Dead zones usually form in shallow bodies of water without a lot of mixing. That means lakes and along coastlines during certain seasons. One of the largest dead zones in the world forms in the Gulf of Mexico every summer, fed by nutrient runoff from the Mississippi River Delta. There, the nutrients feed large algae blooms that are then devoured by microorganisms, creating large amounts of waste. Other microbes eat the growing piles of waste, using up oxygen in the water in the process.

The dead zones found by the researchers, however, formed in the middle of the Atlantic Ocean, where there is quite a bit of water sloshing around. So how did these low-oxygenated pockets get there? Essentially, the swirling movement of the eddy creates a wall around a central core of water. The water can’t escape, and quickly burns through its oxygen supply.

“The fast rotation of the eddies makes it very difficult to exchange oxygen across the boundary between the rotating current and the surrounding ocean. Moreover, the circulation creates a very shallow layer – of a few tens of meters – on top of the swirling water that supports intense plant growth,” says author Johannes Karstensen. The plant layer functions like an algal bloom along the coast, eventually leading to lower levels of oxygen in the center of the eddy.

In some of the dead zones the researchers observed almost no oxygen in the samples of seawater they looked at. The maximum concentration they observed was 0.3 milliliters of oxygen per liter of seawater. Common knowledge in the research community before this study held that the minimum oxygen content in the waters of the North Atlantic was around 1 milliliter of dissolved oxygen per liter of seawater.

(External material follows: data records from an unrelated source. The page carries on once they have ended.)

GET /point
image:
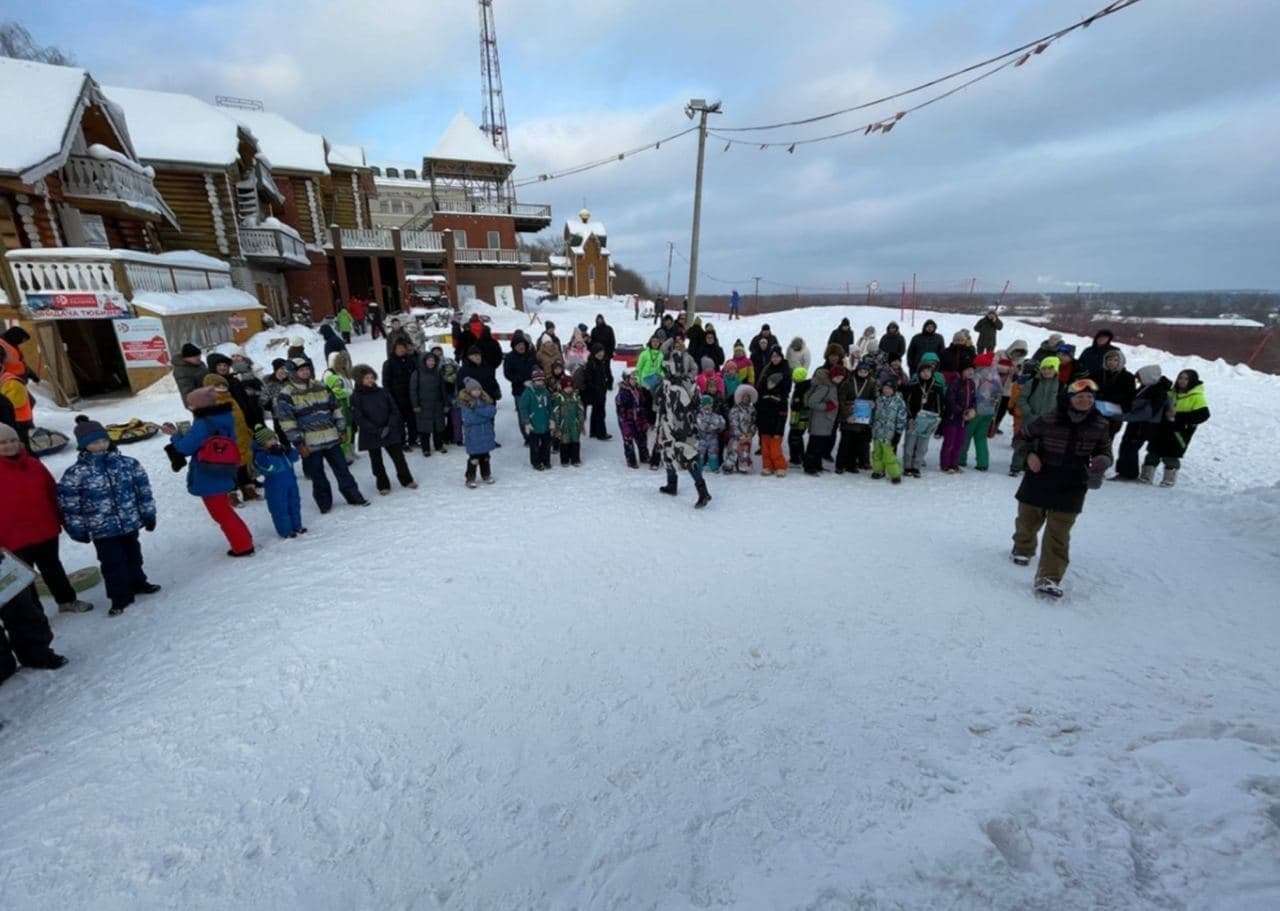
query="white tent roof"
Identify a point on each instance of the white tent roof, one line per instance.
(40, 108)
(284, 143)
(464, 141)
(179, 128)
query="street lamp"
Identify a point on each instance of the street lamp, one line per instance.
(700, 108)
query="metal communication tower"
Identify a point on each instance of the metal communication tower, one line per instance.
(494, 120)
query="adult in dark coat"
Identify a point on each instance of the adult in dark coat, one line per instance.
(397, 378)
(842, 335)
(379, 425)
(892, 343)
(1066, 453)
(1093, 360)
(923, 342)
(602, 334)
(430, 403)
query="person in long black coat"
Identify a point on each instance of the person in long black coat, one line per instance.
(379, 425)
(597, 383)
(397, 378)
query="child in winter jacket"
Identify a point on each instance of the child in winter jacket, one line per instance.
(283, 498)
(798, 421)
(741, 427)
(958, 411)
(478, 412)
(926, 399)
(632, 420)
(887, 429)
(105, 498)
(379, 426)
(709, 424)
(535, 407)
(567, 422)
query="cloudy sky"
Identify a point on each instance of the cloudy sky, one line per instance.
(1138, 154)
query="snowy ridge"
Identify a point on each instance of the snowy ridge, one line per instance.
(818, 692)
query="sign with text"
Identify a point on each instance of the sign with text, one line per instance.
(104, 305)
(142, 343)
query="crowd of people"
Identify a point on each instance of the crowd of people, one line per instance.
(873, 403)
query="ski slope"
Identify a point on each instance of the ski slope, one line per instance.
(567, 691)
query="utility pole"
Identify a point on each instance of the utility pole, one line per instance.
(700, 108)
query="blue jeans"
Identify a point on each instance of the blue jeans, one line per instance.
(320, 489)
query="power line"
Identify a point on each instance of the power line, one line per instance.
(1027, 50)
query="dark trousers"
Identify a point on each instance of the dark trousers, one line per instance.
(855, 447)
(320, 490)
(120, 557)
(397, 456)
(480, 462)
(23, 632)
(540, 449)
(571, 453)
(44, 557)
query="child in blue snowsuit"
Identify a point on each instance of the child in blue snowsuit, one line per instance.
(280, 484)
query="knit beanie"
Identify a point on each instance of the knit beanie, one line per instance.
(205, 397)
(88, 433)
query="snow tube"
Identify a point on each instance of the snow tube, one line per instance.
(45, 442)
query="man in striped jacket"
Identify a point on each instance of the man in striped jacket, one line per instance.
(311, 419)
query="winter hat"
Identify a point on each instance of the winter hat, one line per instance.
(204, 397)
(264, 435)
(87, 433)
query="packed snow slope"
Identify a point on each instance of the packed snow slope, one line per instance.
(567, 691)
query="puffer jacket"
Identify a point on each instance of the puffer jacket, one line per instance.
(105, 495)
(30, 497)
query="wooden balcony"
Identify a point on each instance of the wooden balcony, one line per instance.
(110, 187)
(273, 246)
(85, 270)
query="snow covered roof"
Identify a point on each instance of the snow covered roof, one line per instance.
(346, 156)
(178, 128)
(40, 113)
(462, 141)
(284, 143)
(195, 302)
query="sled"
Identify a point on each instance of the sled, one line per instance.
(132, 431)
(81, 580)
(45, 442)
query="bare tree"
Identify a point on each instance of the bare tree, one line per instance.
(16, 42)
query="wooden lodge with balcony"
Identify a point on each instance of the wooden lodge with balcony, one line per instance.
(82, 228)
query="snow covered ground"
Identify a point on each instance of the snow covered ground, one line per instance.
(566, 691)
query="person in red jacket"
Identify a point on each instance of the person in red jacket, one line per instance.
(30, 525)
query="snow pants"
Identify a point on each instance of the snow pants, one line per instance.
(976, 434)
(222, 511)
(885, 458)
(120, 558)
(771, 454)
(952, 444)
(284, 503)
(1055, 555)
(915, 442)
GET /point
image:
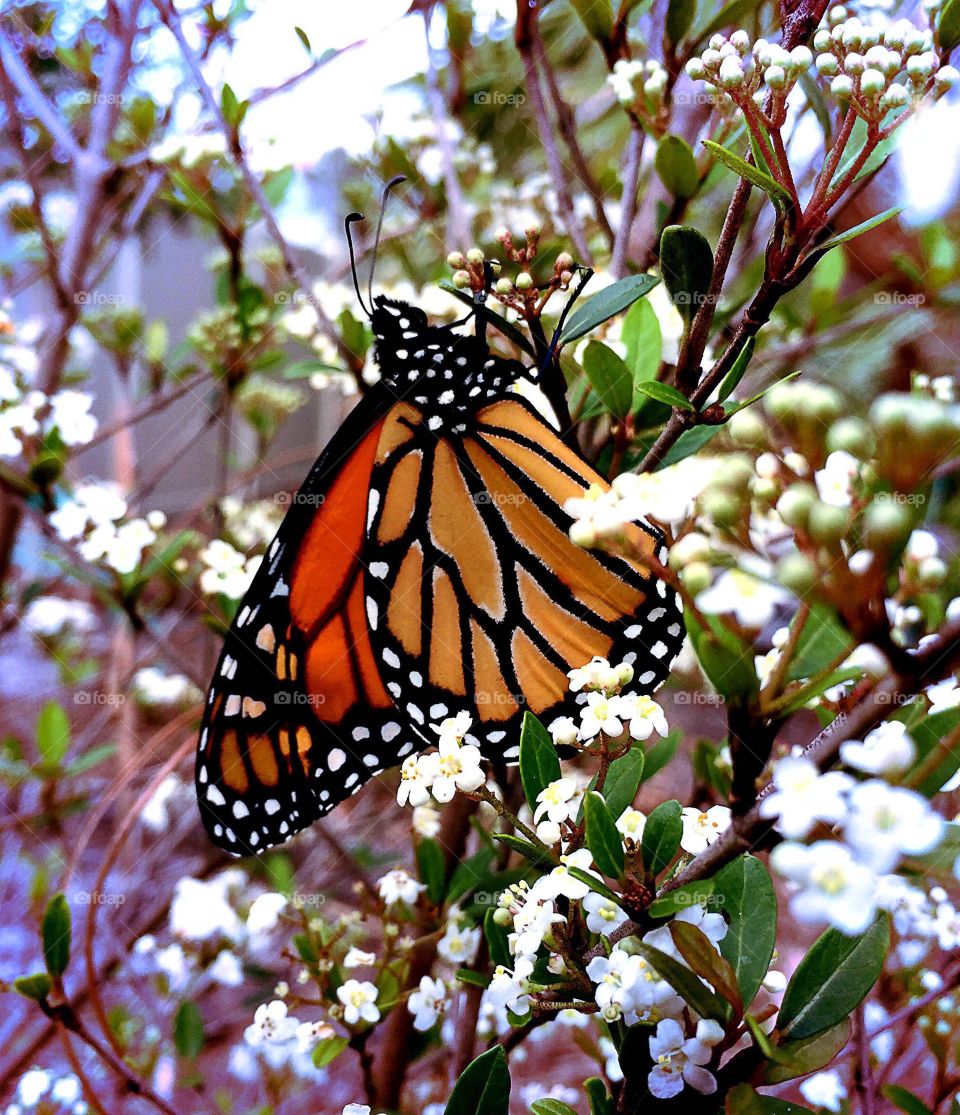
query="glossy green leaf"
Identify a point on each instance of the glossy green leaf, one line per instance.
(745, 895)
(753, 174)
(687, 264)
(622, 782)
(539, 762)
(661, 836)
(833, 979)
(187, 1029)
(483, 1087)
(663, 393)
(608, 303)
(610, 378)
(686, 983)
(676, 166)
(55, 931)
(602, 836)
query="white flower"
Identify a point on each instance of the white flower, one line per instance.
(50, 616)
(802, 796)
(359, 1001)
(888, 822)
(679, 1060)
(459, 943)
(824, 1089)
(426, 821)
(226, 969)
(416, 777)
(701, 829)
(833, 886)
(602, 915)
(835, 480)
(564, 731)
(888, 749)
(398, 886)
(69, 414)
(630, 824)
(750, 600)
(458, 767)
(271, 1025)
(357, 958)
(643, 714)
(427, 1004)
(600, 714)
(264, 913)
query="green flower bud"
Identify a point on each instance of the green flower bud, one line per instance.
(794, 505)
(886, 525)
(798, 573)
(827, 524)
(851, 435)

While sea life in the open ocean is definitely most affected by this new discovery, Karstensen anticipates that these moving dead zones could also affect people living in Cape Verde.

“Given that the few dead zones we observed propagated less than 100 kilometers north of the Cape Verde archipelago, it is not unlikely that an open-ocean dead zone will hit the islands at some point,” Karstensen said. “This could cause the coast to be flooded with low-oxygen water, which may put severe stress on the coastal ecosystems and may even provoke fish kills and the die-off of other marine life.”